Ambassador of Bangladesh to Portugal
- In office 4 October 2023 – 4 December 2024
- Preceded by: Tarik Ahsan
- Succeeded by: M Mahfuzul Haque

High Commissioner of Bangladesh to Mauritius
- In office July 2018 – September 2023
- Preceded by: Md. Abdul Mannan Howlader
- Succeeded by: Zokey Ahad

Personal details
- Education: University of Dhaka

= Rezina Ahmed =

Former ambassador of Bangladesh to Portugal

Rezina Ahmed is a Bangladeshi diplomat and ambassador of Bangladesh to Portugal. She is the former High Commissioner of Bangladesh to Mauritius. She was the Consul General of Bangladesh in Milan.

==Early life==
Ahmed did her bachelor's degree and masters in International Relations at the University of Dhaka.

==Career==
Ahmed worked for BRAC, the largest non-profit in Bangladesh.

In 1994, Ahmed joined the Bangladesh Civil Service as a foreign service cadre. She served in the Bangladesh High Commission, Canberra. She has served in the Embassy of Bangladesh, Moscow, and Embassy of Bangladesh, Yangon. She was the Deputy Chief of Protocol at the Ministry of Foreign Affairs.

Ahmed was briefly appointed Ambassador of Bangladesh to Myanmar in August 2017. She had served as the Consul General of Bangladesh in Milan, Italy. In May 2018, Ahmed was appointed High Commissioner of Bangladesh to the Mauritius. She was concurrently accredited High Commissioner of Bangladesh to Seychelles.

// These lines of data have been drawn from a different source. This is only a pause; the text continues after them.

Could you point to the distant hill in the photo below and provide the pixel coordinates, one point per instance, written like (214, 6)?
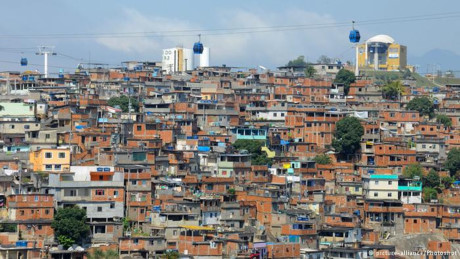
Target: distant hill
(446, 59)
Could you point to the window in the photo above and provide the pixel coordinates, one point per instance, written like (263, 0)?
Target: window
(70, 193)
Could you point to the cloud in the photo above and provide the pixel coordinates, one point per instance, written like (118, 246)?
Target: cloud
(270, 49)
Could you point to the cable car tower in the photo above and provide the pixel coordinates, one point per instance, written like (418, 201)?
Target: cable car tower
(45, 51)
(354, 38)
(198, 46)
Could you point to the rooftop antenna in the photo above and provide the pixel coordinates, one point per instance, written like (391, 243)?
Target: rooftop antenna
(45, 51)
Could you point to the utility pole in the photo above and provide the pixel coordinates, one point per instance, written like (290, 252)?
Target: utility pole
(45, 51)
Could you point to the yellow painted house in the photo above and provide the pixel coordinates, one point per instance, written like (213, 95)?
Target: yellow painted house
(50, 159)
(381, 52)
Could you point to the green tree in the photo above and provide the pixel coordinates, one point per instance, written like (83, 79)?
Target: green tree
(444, 119)
(70, 226)
(447, 181)
(429, 194)
(432, 179)
(413, 170)
(254, 147)
(392, 90)
(310, 71)
(298, 62)
(346, 78)
(323, 159)
(423, 105)
(123, 103)
(99, 254)
(347, 135)
(453, 161)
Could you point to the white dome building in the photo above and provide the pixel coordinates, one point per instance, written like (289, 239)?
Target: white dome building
(381, 52)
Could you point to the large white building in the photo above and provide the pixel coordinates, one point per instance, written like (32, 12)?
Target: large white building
(177, 60)
(181, 59)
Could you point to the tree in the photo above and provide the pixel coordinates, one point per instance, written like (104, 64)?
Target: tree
(413, 170)
(99, 254)
(123, 103)
(323, 59)
(447, 181)
(323, 159)
(423, 105)
(310, 71)
(432, 179)
(298, 62)
(254, 147)
(429, 194)
(453, 161)
(392, 90)
(347, 135)
(346, 78)
(444, 119)
(70, 226)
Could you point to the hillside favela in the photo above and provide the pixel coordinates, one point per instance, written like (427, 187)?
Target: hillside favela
(196, 148)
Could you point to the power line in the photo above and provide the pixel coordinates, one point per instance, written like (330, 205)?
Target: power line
(242, 30)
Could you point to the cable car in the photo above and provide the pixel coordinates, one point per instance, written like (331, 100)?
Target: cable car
(198, 46)
(354, 35)
(24, 62)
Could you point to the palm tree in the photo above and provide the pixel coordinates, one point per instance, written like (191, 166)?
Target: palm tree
(393, 90)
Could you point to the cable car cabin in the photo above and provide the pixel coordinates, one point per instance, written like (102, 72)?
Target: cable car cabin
(354, 36)
(198, 48)
(24, 62)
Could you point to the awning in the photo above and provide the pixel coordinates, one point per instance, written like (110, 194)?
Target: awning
(197, 228)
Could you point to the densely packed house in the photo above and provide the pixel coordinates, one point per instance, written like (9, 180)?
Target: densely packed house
(222, 163)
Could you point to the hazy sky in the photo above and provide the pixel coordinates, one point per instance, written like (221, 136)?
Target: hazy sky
(269, 49)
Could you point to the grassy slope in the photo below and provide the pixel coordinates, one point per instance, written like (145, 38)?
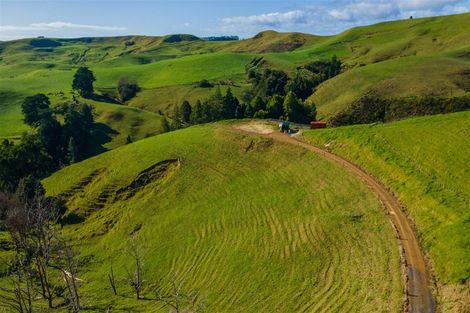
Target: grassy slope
(266, 228)
(408, 57)
(426, 162)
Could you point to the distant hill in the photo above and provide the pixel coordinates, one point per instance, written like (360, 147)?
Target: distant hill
(427, 56)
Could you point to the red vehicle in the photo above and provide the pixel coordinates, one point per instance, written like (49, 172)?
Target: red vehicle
(315, 125)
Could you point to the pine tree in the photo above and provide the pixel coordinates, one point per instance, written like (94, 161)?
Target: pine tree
(230, 104)
(185, 112)
(83, 82)
(197, 113)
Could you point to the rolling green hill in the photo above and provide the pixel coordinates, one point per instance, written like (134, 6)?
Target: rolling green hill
(250, 224)
(426, 56)
(426, 163)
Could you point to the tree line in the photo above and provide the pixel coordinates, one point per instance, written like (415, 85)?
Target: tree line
(273, 94)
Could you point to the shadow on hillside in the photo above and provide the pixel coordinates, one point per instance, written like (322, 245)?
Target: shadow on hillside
(105, 97)
(102, 134)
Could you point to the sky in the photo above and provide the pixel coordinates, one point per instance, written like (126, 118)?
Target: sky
(245, 18)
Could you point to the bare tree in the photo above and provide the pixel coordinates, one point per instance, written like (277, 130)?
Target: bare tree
(68, 265)
(17, 293)
(31, 226)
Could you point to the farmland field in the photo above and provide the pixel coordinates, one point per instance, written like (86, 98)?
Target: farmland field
(241, 222)
(409, 57)
(425, 161)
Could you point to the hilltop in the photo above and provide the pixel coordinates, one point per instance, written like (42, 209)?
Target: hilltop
(426, 56)
(236, 219)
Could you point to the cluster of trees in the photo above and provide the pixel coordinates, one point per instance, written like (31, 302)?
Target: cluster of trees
(43, 265)
(273, 94)
(371, 108)
(50, 144)
(269, 82)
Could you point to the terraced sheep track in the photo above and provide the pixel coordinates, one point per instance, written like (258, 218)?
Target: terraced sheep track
(418, 294)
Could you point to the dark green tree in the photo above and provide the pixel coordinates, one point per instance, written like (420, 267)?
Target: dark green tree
(258, 104)
(28, 188)
(302, 84)
(50, 134)
(79, 124)
(296, 111)
(83, 82)
(19, 160)
(275, 106)
(72, 151)
(35, 109)
(230, 104)
(240, 111)
(165, 125)
(197, 113)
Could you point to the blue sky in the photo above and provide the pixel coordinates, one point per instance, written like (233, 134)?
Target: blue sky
(73, 18)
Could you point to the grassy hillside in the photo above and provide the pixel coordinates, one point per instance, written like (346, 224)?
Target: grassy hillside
(250, 224)
(409, 57)
(426, 162)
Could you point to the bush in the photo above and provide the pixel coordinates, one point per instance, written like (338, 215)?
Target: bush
(204, 84)
(127, 89)
(371, 109)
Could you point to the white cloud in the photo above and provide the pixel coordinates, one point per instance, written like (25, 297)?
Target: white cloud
(361, 11)
(336, 16)
(275, 19)
(425, 4)
(57, 25)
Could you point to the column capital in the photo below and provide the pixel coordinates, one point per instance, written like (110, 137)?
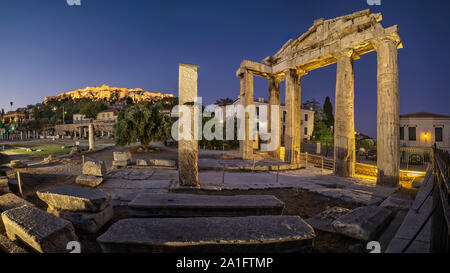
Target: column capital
(296, 70)
(241, 71)
(277, 77)
(349, 53)
(388, 38)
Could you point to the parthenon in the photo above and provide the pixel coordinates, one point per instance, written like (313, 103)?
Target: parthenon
(341, 40)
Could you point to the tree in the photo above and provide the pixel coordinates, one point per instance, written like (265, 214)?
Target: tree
(328, 110)
(143, 123)
(322, 132)
(312, 104)
(223, 102)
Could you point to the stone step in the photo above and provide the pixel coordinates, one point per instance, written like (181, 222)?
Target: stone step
(75, 198)
(192, 205)
(10, 201)
(253, 234)
(39, 230)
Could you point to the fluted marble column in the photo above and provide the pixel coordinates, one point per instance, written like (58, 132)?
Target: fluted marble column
(274, 100)
(344, 117)
(388, 140)
(293, 116)
(246, 99)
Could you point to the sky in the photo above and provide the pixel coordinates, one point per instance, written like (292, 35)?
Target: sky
(48, 47)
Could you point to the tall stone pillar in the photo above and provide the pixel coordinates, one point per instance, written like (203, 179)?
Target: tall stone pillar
(293, 116)
(188, 149)
(246, 96)
(344, 116)
(388, 131)
(274, 100)
(91, 137)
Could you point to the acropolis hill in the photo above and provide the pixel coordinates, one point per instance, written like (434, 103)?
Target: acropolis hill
(107, 93)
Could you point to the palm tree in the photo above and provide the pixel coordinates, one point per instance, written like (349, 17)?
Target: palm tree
(223, 102)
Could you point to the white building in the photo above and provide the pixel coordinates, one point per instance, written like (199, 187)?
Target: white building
(422, 129)
(307, 119)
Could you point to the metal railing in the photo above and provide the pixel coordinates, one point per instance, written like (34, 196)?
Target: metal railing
(440, 221)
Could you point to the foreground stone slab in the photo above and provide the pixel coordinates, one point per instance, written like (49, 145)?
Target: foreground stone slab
(75, 198)
(119, 164)
(122, 156)
(192, 205)
(94, 168)
(89, 180)
(323, 220)
(4, 187)
(141, 162)
(17, 164)
(85, 221)
(253, 234)
(41, 231)
(162, 163)
(9, 247)
(10, 201)
(397, 202)
(363, 223)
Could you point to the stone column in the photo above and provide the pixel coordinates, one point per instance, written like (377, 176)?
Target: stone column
(293, 116)
(274, 100)
(91, 137)
(188, 149)
(344, 116)
(388, 140)
(246, 99)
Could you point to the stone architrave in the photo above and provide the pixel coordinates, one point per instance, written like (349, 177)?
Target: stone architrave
(344, 117)
(388, 111)
(361, 33)
(188, 149)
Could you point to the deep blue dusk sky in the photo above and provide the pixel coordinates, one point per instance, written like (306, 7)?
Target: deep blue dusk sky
(48, 47)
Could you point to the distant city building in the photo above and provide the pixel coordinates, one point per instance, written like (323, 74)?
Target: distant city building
(422, 129)
(108, 116)
(307, 118)
(14, 117)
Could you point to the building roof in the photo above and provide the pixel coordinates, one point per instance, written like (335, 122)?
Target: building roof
(423, 115)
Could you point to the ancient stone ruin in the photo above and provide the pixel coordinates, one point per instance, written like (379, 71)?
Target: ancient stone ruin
(341, 40)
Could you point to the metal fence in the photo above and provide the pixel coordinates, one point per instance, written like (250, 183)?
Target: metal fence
(440, 221)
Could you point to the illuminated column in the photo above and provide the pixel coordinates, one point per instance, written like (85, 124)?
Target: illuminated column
(91, 137)
(188, 148)
(274, 100)
(344, 122)
(293, 116)
(246, 99)
(388, 140)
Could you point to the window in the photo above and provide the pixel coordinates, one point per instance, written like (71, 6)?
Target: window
(438, 134)
(412, 133)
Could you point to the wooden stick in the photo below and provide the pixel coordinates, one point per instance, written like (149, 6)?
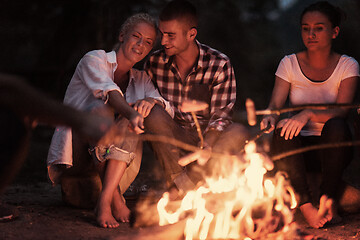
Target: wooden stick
(314, 147)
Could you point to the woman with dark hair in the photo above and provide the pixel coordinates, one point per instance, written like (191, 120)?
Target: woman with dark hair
(108, 84)
(314, 76)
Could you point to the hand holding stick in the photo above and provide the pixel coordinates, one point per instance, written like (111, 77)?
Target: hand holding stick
(252, 112)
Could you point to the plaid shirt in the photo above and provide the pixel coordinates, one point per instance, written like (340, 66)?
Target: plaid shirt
(213, 72)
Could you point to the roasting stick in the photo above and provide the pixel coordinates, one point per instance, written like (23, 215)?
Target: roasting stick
(252, 112)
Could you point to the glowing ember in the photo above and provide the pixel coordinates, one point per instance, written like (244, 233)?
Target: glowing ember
(241, 205)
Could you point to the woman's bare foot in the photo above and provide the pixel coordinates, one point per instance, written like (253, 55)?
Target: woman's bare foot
(104, 216)
(119, 209)
(316, 218)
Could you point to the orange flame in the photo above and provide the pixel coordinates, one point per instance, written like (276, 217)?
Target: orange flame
(241, 206)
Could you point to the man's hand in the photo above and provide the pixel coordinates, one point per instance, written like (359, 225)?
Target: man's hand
(144, 106)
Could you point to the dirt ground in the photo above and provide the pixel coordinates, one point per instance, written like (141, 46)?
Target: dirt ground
(43, 214)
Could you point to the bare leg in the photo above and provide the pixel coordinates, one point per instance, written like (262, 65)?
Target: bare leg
(316, 218)
(114, 170)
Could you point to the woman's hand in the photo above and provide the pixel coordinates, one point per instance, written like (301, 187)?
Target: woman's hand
(291, 127)
(268, 120)
(144, 106)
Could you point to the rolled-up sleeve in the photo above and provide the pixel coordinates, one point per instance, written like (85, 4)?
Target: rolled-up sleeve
(151, 91)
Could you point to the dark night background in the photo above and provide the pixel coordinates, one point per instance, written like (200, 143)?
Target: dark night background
(44, 40)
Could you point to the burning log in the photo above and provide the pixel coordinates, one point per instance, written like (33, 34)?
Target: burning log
(241, 205)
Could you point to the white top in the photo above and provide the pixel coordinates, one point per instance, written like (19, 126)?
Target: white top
(305, 91)
(93, 80)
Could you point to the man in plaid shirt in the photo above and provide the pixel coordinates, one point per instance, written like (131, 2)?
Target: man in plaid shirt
(186, 69)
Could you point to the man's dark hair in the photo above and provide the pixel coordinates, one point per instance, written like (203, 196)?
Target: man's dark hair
(180, 10)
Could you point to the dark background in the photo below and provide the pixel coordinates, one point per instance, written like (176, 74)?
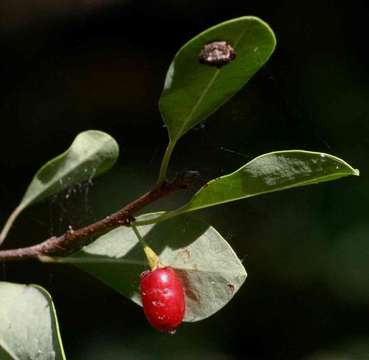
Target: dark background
(74, 65)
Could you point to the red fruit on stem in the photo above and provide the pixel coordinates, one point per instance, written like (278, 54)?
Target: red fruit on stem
(162, 298)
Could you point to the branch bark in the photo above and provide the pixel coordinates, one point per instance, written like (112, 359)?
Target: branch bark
(73, 240)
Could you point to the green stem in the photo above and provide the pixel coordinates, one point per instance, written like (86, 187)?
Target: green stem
(9, 223)
(151, 256)
(165, 162)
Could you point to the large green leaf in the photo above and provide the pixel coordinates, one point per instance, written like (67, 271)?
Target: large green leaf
(275, 171)
(28, 324)
(91, 153)
(193, 91)
(210, 270)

Ahmed was appointed Ambassador of Bangladesh to Portugal in June 2023 replacing Ambassador Tarik Ahsan. She presented her credentials to President Marcelo Rebelo de Sousa in January 2024. She is concurrently accredited as the ambassador of Bangladesh to Cape Verde.

In December 2024, Ahmed retired and returned to Bangladesh as a Secretary of the Ministry of Foreign Affairs.